Ce 12 matin (août 1792).

« Je te remercie, cher enfant, de ta longue lettre, je ne suis guères en état d’y répondre, mais je crois que je ne l’aurois pas pu du tout, si j’avois eu certitude que mon Beaujolois fût à Paris.

« Je frémis à la seule pensée de la rencontre que tu as été au moment de faire ! C’est le Ciel qui a inspiré ces deux hommes auxquels j’ai de si grandes obligations. Je voudrois les connoitre, hélas ! sans eux tu serois tombé, sans t’en douter, sur ce rassemblement de piques. Que ton cœur doit avoir été déchiré, cher enfant, du triste spectacle que tu as eu sous les yeux ! Le souvenir de ces testes, de tout ce que tu as vu dans cette horrible journée, ne s’effacera pas de ton esprit, mais je ne veux pas m’apesantir sur ce triste sujet, et rendre les impressions que tu as reçu encore plus profondes. Tu juges comment j’ai passé les heures, qui se sont écoulées depuis les premières nouvelles jusqu’à celles qui m’ont appris que le calme commençoit un peu à se rétablir. Puisse-t-il durer !

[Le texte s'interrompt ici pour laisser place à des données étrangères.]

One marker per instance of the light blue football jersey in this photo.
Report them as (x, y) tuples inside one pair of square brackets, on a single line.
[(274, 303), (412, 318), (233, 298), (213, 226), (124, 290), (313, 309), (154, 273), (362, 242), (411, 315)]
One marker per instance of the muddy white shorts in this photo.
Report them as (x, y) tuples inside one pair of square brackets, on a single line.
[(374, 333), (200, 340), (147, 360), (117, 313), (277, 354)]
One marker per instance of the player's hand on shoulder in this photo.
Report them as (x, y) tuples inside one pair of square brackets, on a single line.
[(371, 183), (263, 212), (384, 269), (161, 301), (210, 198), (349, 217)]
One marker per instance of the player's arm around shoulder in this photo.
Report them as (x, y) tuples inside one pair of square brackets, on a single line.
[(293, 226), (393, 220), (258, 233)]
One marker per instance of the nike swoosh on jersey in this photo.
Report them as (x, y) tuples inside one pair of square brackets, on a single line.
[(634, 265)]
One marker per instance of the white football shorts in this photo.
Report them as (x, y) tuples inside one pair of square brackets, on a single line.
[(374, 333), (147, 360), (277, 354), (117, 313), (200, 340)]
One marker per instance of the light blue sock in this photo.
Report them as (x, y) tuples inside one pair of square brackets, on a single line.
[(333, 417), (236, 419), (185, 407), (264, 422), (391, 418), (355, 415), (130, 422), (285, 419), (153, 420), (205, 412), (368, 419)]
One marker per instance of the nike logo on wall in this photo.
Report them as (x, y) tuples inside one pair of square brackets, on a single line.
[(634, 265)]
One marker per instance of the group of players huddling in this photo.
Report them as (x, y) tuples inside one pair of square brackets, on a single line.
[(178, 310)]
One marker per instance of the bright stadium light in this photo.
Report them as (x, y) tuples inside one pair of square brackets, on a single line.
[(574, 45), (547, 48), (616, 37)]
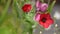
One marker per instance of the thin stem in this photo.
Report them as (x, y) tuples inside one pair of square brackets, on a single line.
[(48, 2), (2, 18)]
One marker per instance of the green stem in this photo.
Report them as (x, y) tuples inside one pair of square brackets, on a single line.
[(31, 30), (2, 18)]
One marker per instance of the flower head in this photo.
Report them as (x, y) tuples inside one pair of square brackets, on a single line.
[(45, 20), (57, 15), (37, 17), (26, 7), (44, 7), (41, 6)]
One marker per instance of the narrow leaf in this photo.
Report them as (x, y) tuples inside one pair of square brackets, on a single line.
[(51, 6)]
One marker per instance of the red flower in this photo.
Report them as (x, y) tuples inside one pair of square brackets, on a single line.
[(45, 20), (26, 7)]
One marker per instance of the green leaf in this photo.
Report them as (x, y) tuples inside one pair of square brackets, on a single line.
[(51, 6), (2, 18)]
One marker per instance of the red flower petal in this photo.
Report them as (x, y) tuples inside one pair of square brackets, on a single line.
[(26, 7), (45, 20)]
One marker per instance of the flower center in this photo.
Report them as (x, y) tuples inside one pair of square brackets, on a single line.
[(43, 20)]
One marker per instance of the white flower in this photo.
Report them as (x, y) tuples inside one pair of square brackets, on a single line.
[(57, 15)]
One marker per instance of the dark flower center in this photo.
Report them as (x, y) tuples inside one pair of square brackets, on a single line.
[(43, 20)]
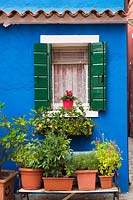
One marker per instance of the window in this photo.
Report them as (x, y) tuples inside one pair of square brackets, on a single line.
[(69, 71), (79, 66)]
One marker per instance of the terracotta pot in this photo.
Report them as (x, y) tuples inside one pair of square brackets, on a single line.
[(7, 180), (86, 179), (106, 181), (53, 183), (68, 104), (31, 178)]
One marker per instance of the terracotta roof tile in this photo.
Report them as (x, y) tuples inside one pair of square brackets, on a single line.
[(67, 16)]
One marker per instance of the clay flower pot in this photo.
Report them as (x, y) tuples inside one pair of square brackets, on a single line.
[(7, 181), (86, 179), (106, 181), (68, 104), (31, 178), (56, 184)]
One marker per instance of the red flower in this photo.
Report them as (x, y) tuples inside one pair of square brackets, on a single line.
[(68, 95)]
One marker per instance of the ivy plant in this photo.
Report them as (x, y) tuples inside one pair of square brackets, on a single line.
[(63, 122), (109, 156), (57, 156)]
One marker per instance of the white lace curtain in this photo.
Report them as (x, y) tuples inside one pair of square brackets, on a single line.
[(70, 77)]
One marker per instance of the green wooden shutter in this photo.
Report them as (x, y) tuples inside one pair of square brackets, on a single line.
[(97, 55), (42, 75)]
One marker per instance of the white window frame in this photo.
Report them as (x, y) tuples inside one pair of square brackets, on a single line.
[(71, 40)]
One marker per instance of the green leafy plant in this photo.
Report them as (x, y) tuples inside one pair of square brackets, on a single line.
[(85, 161), (15, 143), (63, 122), (57, 156), (109, 156), (29, 154)]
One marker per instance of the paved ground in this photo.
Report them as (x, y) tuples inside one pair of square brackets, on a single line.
[(128, 196)]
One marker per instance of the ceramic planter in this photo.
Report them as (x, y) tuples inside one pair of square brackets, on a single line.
[(68, 104), (86, 179), (105, 181), (31, 179), (7, 180), (56, 184)]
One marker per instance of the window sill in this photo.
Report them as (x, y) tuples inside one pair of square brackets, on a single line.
[(89, 113)]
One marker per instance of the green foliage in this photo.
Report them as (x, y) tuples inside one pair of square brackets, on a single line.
[(63, 122), (85, 161), (13, 138), (57, 156), (109, 156), (29, 155)]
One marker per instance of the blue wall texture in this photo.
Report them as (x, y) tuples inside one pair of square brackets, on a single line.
[(17, 81), (61, 5)]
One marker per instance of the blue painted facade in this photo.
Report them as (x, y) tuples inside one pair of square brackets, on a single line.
[(17, 67), (17, 78), (60, 6)]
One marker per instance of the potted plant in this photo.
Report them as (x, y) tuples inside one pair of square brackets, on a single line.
[(19, 148), (57, 163), (68, 122), (7, 177), (86, 165), (68, 99), (109, 157), (29, 157)]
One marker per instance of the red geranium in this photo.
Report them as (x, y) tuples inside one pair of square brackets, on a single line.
[(68, 95)]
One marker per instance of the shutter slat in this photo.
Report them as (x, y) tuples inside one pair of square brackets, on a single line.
[(42, 75), (97, 55)]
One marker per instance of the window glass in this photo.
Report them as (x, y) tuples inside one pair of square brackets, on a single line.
[(70, 72)]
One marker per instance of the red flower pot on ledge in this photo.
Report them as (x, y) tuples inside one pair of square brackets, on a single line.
[(68, 104)]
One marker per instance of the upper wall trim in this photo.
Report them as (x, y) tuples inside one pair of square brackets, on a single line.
[(41, 17)]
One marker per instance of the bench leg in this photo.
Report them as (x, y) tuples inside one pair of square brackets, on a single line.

« Adieu mon Beaujolois, mon cher enfant, je t’aime, je te chéris et je t’embrasse de toute mon âme. »


Ce 6 matin (1792).

» Mon Dieu, mon Beaujolois, que l’article de ta lettre qui a rapport à ce décret de bannissement me fait de mal ! Quelles cruelles supositions ! Je scai bien où mon Beaujolois seroit toujours bien, c’est dans les bras de sa tendre mère, mais, hélas !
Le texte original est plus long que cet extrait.